O ministro das Relações Exteriores do Irã, Abbas Araghchi, ameaçou no domingo (15.mar.2026) ampliar a guerra no Oriente Médio, se houver intervenção de outros países. A declaração foi feita após o presidente dos Estados Unidos, Donald Trump (Partido Republicano), pedir participação internacional para garantir segurança no estreito de Ormuz.
Em uma publicação na rede social X, Abbas Araghchi instou os países vizinhos do Irã a “expulsarem os agressores estrangeiros”. Afirmou que o guarda-chuva de segurança dos EUA na região “atrai problemas em vez de dissuadi-los”.

O bloqueio do estreito de Ormuz por Teerã fez com que os preços do petróleo disparassem nos últimos dias. A passagem conecta os golfos Pérsico e de Omã, por onde circula cerca de 20% do petróleo transportado no mundo.
No sábado (14.mar), Abbas Araghchi disse que o canal está aberto, exceto para embarcações israelenses e norte-americanas. “Os demais [países] têm liberdade para passar. É claro que muitos deles preferem não fazê-lo, devido às preocupações com a segurança. Isso não tem nada a ver conosco”, afirmou o ministro iraniano.

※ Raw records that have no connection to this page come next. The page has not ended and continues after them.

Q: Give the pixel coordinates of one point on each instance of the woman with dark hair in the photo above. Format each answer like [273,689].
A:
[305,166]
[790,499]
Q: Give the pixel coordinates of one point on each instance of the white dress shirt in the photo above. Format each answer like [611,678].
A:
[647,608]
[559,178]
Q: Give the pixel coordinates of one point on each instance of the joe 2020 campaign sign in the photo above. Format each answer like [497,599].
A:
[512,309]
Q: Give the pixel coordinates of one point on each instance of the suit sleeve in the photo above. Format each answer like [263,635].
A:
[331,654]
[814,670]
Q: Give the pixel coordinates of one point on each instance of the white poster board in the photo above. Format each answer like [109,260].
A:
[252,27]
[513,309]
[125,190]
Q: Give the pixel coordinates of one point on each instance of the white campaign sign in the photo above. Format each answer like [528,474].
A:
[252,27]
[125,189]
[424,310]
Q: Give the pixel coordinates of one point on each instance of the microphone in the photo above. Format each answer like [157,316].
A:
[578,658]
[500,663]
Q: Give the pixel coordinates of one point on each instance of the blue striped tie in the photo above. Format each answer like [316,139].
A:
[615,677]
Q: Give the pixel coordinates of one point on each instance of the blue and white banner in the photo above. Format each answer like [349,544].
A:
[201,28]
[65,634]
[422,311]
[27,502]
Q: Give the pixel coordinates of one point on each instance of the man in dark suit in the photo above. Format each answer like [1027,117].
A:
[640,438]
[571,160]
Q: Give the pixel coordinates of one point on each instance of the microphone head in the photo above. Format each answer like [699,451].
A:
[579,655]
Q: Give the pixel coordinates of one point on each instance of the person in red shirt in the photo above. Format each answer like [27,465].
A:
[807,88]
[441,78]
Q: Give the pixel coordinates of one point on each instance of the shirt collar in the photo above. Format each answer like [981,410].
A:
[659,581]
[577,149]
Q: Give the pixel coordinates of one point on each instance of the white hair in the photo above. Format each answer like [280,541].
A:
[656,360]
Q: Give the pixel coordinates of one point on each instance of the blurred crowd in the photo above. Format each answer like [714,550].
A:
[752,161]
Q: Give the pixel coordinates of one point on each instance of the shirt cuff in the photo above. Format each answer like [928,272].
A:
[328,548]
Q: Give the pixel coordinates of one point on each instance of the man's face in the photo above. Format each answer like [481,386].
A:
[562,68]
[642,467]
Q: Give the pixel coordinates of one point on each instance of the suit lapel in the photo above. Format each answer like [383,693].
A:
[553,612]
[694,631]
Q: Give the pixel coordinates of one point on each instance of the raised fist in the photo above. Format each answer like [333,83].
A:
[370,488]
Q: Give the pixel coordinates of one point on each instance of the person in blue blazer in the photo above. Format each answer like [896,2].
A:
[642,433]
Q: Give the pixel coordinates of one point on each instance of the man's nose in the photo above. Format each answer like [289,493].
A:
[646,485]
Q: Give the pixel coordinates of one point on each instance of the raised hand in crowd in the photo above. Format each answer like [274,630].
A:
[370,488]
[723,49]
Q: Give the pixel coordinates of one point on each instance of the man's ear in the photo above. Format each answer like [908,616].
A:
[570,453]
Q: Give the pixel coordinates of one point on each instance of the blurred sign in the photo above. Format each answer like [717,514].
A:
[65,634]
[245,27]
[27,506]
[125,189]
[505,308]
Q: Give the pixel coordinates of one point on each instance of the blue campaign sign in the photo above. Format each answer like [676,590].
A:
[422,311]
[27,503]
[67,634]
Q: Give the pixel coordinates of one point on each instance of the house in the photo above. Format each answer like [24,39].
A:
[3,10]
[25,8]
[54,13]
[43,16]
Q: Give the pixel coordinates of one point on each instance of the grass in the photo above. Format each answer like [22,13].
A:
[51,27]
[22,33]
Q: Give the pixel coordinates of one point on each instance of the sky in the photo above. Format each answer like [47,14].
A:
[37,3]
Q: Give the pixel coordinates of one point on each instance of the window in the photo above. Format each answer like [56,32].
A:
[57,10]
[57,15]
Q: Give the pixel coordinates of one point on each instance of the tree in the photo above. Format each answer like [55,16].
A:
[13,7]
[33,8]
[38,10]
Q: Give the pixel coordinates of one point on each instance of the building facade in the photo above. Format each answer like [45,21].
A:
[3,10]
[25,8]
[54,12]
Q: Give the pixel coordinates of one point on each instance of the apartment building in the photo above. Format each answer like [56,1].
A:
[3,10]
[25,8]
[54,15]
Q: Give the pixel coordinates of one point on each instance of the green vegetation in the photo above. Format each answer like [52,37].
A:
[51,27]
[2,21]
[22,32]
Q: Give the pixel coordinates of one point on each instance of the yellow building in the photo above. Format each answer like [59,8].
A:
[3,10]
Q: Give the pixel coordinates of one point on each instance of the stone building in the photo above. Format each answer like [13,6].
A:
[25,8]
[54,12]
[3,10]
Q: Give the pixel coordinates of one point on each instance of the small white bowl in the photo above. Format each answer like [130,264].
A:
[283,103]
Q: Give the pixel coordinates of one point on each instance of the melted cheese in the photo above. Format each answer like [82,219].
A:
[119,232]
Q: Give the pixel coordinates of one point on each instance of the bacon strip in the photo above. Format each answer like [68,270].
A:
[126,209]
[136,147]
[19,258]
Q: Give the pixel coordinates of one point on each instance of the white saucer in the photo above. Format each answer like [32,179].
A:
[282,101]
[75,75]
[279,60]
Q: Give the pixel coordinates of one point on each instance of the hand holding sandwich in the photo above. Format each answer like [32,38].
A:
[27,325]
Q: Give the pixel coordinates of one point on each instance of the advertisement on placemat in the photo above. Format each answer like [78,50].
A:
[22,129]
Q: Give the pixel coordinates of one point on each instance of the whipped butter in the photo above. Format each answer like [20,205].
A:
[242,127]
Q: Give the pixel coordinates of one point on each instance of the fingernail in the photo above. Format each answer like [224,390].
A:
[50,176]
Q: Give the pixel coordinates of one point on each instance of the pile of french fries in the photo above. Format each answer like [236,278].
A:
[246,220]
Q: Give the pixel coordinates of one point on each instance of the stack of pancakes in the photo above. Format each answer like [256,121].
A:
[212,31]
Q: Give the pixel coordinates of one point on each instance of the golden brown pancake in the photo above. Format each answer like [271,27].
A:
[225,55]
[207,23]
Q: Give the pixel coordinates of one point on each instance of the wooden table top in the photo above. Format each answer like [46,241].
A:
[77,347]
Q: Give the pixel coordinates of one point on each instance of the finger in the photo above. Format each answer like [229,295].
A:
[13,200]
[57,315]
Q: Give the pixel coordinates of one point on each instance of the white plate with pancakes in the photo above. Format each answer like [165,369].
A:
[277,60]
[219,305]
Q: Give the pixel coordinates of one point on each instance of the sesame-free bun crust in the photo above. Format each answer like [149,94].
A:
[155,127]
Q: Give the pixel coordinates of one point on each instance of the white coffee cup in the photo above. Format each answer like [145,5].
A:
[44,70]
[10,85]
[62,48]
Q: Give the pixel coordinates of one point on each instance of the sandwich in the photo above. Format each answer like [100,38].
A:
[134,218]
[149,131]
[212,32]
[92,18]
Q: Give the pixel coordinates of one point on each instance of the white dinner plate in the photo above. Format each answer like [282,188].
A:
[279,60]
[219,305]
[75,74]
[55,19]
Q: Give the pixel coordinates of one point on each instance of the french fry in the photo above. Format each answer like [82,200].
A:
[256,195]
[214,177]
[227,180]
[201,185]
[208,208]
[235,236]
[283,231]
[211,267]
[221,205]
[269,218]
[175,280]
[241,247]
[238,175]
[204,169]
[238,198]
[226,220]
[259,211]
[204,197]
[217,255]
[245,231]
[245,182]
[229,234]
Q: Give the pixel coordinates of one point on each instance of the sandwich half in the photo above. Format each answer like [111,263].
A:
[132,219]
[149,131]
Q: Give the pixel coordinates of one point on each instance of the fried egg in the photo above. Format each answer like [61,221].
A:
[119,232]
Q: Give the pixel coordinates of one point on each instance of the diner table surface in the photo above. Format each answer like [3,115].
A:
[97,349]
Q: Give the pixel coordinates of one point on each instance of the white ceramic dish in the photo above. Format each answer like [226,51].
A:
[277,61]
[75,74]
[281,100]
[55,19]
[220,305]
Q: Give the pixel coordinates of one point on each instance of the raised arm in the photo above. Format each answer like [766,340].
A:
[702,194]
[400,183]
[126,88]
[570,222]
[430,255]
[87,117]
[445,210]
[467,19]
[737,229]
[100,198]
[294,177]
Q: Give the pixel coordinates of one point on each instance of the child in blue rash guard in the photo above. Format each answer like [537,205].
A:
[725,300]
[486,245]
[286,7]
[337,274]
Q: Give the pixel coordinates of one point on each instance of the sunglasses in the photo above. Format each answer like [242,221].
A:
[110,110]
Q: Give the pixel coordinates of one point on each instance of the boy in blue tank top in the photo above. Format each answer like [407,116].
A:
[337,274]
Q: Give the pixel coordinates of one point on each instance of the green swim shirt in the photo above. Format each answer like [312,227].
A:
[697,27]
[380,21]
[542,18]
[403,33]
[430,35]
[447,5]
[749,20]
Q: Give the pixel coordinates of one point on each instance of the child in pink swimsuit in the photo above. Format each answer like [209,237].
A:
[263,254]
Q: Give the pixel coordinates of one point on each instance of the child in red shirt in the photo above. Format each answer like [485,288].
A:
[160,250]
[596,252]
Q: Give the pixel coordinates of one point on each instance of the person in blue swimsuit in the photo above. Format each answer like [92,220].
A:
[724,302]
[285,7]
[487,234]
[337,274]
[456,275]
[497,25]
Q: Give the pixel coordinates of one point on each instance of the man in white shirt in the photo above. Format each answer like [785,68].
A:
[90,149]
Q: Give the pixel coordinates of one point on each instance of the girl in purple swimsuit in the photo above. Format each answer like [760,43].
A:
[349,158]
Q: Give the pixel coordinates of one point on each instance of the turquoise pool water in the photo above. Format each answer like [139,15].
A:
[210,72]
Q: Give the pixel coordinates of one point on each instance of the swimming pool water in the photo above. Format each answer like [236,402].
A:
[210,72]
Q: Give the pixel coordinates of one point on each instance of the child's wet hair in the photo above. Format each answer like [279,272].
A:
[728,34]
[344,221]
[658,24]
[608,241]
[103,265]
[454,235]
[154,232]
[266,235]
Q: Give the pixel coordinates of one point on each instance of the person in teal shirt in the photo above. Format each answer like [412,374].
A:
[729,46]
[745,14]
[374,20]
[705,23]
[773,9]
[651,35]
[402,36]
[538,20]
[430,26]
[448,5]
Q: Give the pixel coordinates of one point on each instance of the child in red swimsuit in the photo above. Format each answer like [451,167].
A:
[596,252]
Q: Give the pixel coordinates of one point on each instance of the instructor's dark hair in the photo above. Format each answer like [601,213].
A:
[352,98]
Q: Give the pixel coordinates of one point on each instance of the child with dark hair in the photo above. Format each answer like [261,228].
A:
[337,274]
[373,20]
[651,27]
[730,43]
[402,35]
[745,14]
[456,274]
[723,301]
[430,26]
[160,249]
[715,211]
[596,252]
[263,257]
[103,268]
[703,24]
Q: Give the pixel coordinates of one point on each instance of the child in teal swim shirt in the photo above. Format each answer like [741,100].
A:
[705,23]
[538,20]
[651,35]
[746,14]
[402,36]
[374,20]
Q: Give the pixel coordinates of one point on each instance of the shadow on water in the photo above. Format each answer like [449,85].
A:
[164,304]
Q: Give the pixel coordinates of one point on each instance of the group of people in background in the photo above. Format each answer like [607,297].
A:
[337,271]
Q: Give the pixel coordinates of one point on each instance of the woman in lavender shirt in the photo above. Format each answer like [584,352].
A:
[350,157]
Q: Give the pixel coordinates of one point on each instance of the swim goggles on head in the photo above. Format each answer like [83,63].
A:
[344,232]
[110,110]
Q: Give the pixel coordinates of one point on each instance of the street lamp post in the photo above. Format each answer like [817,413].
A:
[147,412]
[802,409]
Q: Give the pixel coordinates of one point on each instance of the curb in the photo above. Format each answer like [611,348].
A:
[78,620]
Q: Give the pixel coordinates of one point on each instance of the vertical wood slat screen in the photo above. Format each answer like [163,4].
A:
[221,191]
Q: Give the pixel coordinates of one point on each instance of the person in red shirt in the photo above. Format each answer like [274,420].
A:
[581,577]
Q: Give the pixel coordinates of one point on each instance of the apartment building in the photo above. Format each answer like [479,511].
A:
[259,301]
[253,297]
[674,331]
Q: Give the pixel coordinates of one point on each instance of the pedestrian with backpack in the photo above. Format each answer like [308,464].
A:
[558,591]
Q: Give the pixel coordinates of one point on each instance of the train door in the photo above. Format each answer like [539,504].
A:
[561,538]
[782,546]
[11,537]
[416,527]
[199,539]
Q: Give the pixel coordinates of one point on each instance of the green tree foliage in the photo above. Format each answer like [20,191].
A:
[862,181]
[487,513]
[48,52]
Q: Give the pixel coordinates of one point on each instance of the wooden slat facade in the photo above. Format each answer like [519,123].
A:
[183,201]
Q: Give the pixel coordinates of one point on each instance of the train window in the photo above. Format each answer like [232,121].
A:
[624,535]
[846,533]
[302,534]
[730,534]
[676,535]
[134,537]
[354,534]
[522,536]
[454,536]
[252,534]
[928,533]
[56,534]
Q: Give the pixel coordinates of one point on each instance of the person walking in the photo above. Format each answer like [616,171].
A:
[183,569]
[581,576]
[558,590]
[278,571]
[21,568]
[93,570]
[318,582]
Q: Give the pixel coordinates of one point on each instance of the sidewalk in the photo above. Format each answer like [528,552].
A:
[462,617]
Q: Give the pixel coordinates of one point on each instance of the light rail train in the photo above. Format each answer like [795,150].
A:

O governo do Irã também afirmou no sábado (14.mar) que ataques à sua rede de energia desencadearão retaliações contra instalações de empresas estrangeiras que cooperam com Washington na região.
Já o presidente dos EUA declarou no sábado (14.mar) que a proteção da rota deve ser um esforço conjunto entre os países que utilizam a logística da região. Citou China, França, Japão, Coreia do Sul e Reino Unido como economias que devem enviar navios de guerra para a área.

Japão e Austrália disseram que não planejam enviar navios de guerra para escoltar embarcações no estreito de Ormuz.
Segundo a agência de notícias Reuters, a primeira-ministra japonesa, Sanae Takaichi, apoiadora de Trump, disse nesta 2ª feira (16.mar) que seu país, limitado por sua constituição pacifista, não tem planos de enviar navios de guerra para o Oriente Médio, de onde obtém 95% de seu petróleo.
“Ainda não tomamos nenhuma decisão sobre o envio de navios de escolta. Continuamos a analisar o que o Japão pode fazer de forma independente e o que pode ser feito dentro da estrutura legal”, disse Takaichi ao parlamento.
A Austrália, outro importante aliado dos EUA que também depende fortemente de combustíveis produzidos com petróleo bruto do Oriente Médio, disse que não enviará navios de guerra para auxiliar na reabertura do estreito.
“Sabemos o quão incrivelmente importante isso é, mas não é algo que nos foi solicitado ou para o qual estamos contribuindo”, disse Catherine King, membro do gabinete do primeiro-ministro Anthony Albanese, em entrevista à emissora estatal ABC.